Wu-Chou S, Robinson A E, Hrabeta E, Packer L
Biochem Biophys Res Commun. 1984 Oct 30;124(2):565-71. doi: 10.1016/0006-291x(84)91591-2.
Specific carboxyl modification of purple membrane using a water-soluble carbodiimide yielded a mixture of oligomers, revealed by gel electrophoresis. Purple membrane pre-treated with papain or trypsin, cleaving the C-terminal tail, showed the same pattern of cross-linked products.

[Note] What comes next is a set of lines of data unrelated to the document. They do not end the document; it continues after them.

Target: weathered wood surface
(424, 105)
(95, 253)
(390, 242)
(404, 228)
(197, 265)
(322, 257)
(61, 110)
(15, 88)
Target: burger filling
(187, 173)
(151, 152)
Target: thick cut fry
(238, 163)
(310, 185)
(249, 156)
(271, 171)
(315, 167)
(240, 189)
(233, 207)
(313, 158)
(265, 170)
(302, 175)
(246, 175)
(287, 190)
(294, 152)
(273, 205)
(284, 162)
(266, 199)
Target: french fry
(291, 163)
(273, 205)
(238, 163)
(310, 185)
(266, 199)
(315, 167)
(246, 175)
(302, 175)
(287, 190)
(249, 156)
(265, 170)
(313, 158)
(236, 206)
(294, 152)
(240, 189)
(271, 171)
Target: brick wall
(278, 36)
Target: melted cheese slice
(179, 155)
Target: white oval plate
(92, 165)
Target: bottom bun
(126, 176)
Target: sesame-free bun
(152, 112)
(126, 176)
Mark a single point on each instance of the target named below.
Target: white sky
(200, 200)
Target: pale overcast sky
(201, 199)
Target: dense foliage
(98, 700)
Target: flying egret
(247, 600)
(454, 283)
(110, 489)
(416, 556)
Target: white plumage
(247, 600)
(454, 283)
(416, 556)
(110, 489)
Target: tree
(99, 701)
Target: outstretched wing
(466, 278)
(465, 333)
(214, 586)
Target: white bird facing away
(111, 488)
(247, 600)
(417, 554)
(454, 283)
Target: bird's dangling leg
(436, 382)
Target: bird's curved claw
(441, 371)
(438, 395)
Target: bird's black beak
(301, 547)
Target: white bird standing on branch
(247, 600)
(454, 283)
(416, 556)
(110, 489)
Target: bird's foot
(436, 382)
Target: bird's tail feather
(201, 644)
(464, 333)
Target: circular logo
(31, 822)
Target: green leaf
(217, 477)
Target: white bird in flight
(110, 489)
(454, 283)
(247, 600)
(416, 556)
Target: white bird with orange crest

Chymotryptic cleavage released amino acids 1-72 (7kD fragment) from the cross-linked products, as it did with native membrane. The tail and helices A and B are not, therefore, involved in carbodiimide-promoted cross-linking. Similar cleavage of a hydrophobic dihydroquinoline-modified sample showed that mainly intra-molecular cross-linking occurs, with little cross-linking between the large and small chymotryptic fragments.
使用水溶性碳二亚胺对紫膜进行特定的羧基修饰,通过凝胶电泳显示得到了寡聚体混合物。用木瓜蛋白酶或胰蛋白酶预处理紫膜,切割C末端尾巴,显示出相同的交联产物模式。胰凝乳蛋白酶切割从交联产物中释放出氨基酸1 - 72(7kD片段),就像对天然膜所做的那样。因此,尾巴以及螺旋A和B不参与碳二亚胺促进的交联。对疏水性二氢喹啉修饰样品的类似切割表明,主要发生分子内交联,大小胰凝乳蛋白酶片段之间几乎没有交联。